Cameroon is rich in biodiversity and home to many charismatic wildlife species. It is also one of the Central African nations with elaborate wildlife protection laws. However, the recent expansion of an illegal wildmeat trade, mainly fuelled by demand from urban centres and Asia, has taken a heavy toll on populations of some species used to supply the trade from Cameroon. 

“The protection of wild animal and plant resources concerns us all and therefore each of us needs to participate in the global efforts to prevent the poaching of these resources in order to put in place measures to ensure their sustainable management,” said Mr Issola Dipanda, a MINFOF Regional Delegate. 

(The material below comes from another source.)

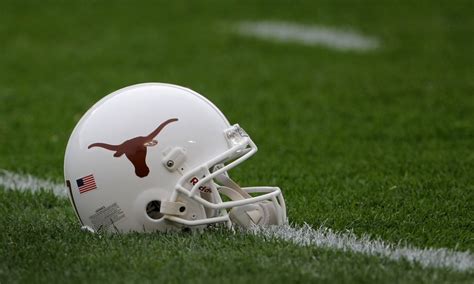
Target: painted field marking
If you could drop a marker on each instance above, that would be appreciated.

Mrs Yemele Jiofack of MINFOF highlighted the importance of laws promoting wise and sustainable use of wildlife resources and the consequences of disobeying them. 

Regional delegates from the Ministries of Livestock, Fisheries and Animal Industries and Agriculture and Rural Development spoke about alternative means to generate income and where to source small grants to fund these alternatives. 

A TRAFFIC presentation examined the state of illegal trade in certain wild animals at the regional and international levels. “Curbing the illegal wildmeat trade requires co-operation and collaboration at all levels, especially at the site level where these species are harvested,” said TRAFFIC’s Communications Officer, Louisette Sylvie Ngo Yebel. 

A number of TRAFFIC materials were distributed to delegates at the meeting including a presentation flyer and a factsheet about the Central African Bushmeat Monitoring System (French acronym: SYVBAC).